Mas dicha sumisión que el Apóstol recomendaba a la mujer no significa en enseñanza cristiana, ni que le quite libertad, ni el pleno derecho que le compete a la mujer, tanto por su dignidad humana como por sus nobilísimas funciones de madre y compañera. Pues no es esclava, sino compañera en pie de igualdad, como dice el rito de matrimonio católico. No supone transigir en ninguna demanda excesiva, fuera de razón o virtud, del marido. Ni tampoco supone equipararla con los menores de edad (CC, 10; FC, 22 y 23). La superioridad abusiva de las prerrogativas del esposo provoca la humillación a la esposa (FC, 25).

Si el marido es la cabeza en aquella comparación, es la mujer el corazón de aquel nuevo cuerpo unido, por razón de su especial sensibilidad para el amor. Asimismo, si el marido faltara a sus deberes, corresponde en justicia a la mujer tomar la cabeza del matrimonio y de la familia como prerrogativa y obligación. Lo que no es lícito en ningún caso, es destruir la estructura familiar ni tocar su ley fundamental, establecida y confirmada por Dios (CC, 10).
Por contra, el amor a la esposa madre y a los hijos es el camino natural para la comprensión y realización de su paternidad. Su ausencia provoca desequilibrios psicológicos y morales (FC, 25).

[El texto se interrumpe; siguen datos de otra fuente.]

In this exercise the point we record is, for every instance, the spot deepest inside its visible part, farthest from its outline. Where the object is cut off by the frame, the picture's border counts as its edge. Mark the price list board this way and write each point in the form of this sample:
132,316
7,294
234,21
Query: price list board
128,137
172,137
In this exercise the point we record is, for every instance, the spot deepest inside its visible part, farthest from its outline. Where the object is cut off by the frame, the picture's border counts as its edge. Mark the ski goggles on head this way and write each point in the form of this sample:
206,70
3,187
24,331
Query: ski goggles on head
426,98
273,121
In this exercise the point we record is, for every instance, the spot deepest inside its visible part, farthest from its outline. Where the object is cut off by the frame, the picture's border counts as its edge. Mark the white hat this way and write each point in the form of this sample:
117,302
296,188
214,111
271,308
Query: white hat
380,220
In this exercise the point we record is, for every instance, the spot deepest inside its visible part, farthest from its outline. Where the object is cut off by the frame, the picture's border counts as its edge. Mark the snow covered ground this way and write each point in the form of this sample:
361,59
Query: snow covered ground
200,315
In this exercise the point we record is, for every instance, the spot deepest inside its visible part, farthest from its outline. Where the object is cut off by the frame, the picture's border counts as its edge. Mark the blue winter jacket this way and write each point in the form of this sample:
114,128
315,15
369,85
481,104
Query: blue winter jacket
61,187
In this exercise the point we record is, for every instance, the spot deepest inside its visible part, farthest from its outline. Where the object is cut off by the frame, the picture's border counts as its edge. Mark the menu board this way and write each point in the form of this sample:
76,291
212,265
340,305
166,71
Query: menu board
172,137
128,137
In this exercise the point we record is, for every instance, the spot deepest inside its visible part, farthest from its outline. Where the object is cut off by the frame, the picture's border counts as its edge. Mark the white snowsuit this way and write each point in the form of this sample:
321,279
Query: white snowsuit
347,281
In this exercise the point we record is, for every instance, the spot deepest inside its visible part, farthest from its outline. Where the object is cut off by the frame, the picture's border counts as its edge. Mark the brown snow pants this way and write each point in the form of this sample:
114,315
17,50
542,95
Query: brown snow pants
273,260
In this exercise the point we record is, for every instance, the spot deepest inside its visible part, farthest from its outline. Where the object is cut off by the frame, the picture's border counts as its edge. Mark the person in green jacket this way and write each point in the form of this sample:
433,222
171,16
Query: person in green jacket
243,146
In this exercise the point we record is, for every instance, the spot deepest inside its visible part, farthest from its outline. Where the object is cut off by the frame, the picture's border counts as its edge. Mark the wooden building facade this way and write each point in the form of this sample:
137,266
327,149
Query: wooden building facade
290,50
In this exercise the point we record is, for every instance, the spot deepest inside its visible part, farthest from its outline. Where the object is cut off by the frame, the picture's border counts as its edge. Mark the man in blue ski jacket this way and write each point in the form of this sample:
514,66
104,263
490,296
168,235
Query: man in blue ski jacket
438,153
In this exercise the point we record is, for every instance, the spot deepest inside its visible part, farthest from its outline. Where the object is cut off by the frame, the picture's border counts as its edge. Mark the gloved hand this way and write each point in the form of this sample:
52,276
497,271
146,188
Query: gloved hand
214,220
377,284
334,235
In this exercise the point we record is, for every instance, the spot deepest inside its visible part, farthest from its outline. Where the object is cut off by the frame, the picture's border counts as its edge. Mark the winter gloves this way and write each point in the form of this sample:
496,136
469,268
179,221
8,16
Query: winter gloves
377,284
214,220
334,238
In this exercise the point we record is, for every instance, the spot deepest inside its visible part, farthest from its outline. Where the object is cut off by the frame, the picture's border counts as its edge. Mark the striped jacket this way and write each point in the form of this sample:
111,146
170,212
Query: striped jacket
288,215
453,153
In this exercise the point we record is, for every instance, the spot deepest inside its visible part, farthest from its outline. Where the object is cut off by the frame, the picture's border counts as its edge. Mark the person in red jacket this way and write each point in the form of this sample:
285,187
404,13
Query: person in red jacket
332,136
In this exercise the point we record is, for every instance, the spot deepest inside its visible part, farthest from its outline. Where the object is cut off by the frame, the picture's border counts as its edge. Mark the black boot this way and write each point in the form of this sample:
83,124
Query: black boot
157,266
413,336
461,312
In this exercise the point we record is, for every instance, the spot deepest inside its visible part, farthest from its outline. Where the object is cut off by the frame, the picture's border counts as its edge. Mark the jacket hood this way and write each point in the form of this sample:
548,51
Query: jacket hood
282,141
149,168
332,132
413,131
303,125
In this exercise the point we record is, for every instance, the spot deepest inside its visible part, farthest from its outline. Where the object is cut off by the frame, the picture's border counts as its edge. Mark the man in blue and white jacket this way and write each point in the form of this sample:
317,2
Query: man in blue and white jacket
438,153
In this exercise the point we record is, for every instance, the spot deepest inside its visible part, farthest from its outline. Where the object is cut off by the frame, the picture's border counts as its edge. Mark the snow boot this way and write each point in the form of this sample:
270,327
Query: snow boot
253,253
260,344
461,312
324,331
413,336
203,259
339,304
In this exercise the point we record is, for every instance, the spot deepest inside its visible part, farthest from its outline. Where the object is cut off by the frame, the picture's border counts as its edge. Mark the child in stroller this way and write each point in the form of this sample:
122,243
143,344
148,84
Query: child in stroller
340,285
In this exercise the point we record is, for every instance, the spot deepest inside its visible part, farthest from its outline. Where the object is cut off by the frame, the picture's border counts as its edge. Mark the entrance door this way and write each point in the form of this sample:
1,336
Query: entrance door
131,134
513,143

No faltan maestros del error que afirman que, siendo similares los derechos y obligaciones de ambos cónyuges, como así enseña la Iglesia, es indigno que la mujer se someta al varón (como este ha de someterse a ella), y debe emanciparse de su esposo. De tres formas se enseña dicha emancipación: con la decisión única de ella sobre la prole (incluyendo el horrendo crimen del aborto), con la gestión de los bienes comunes sin conocimiento o aún con la oposición del marido o los hijos adultos, o con el abandono de los deberes de madre y esposa para dedicarse a aficiones o negocios particulares. Tales enseñanzas ni son liberación auténtica, ni libertad dignísima, pues supone una ruptura unilateral del compromiso conyugal, y grave perjuicio al hogar. Idénticos derechos y similares obligaciones sujetan a ambos esposos, pero el reparto de tareas no necesariamente debe ser idéntico. Y acaban tornando a la mujer a la antigua esclavitud. Si las circunstancias sociales lo exigen, pueden regularse cambios en las disposiciones normativas al respecto de las obligaciones de cada cónyuge, pero la unidad, firmeza y orden de la sociedad doméstica debe primar por encima de cualquier pretendida emancipación femenina. Dicho mandato fue establecido por la más alta autoridad, y rige tanto para varón como para mujer (CC, 27).


BIENES DEL MATRIMONIO

Según san Agustín, los bienes del matrimonio son la prole, la fidelidad y el sacramento (De bono coniug. 24, 32).
La fidelidad atiende a que no se unan los cónyuges carnalmente fuera del vínculo; la prole (la primera de todas, CC, 5), a que se reciba a los hijos con amor, se les críe con benignidad y se les eduque religiosamente; y el sacramento, que el vínculo no se disuelva y el divorciado no se una a otro, ni aún por razón de la prole. La ley del matrimonio no sólo ennoblece la fecundidad de la naturaleza, sino que reprime la perversidad de la incontinencia (De Gen. ad litt. 9, 7, 12) (CC, 5).
 
En cuanto a la fidelidad o mutua lealtad de los cónyuges en el cumplimiento del contrato matrimonial: ni negar lo que por naturaleza y sanción divina compete a la otra parte, ni permitírselo a un tercero (CC, 9). Compromiso adquirido libremente y con plena conciencia, a veces puede resultar difícil, pero siempre es posible, noble y meritorio. Numerosos esposos a través de los siglos demuestran que la fidelidad no sólo es connatural al matrimonio sino también manantial de felicidad profunda y duradera (HV, 9).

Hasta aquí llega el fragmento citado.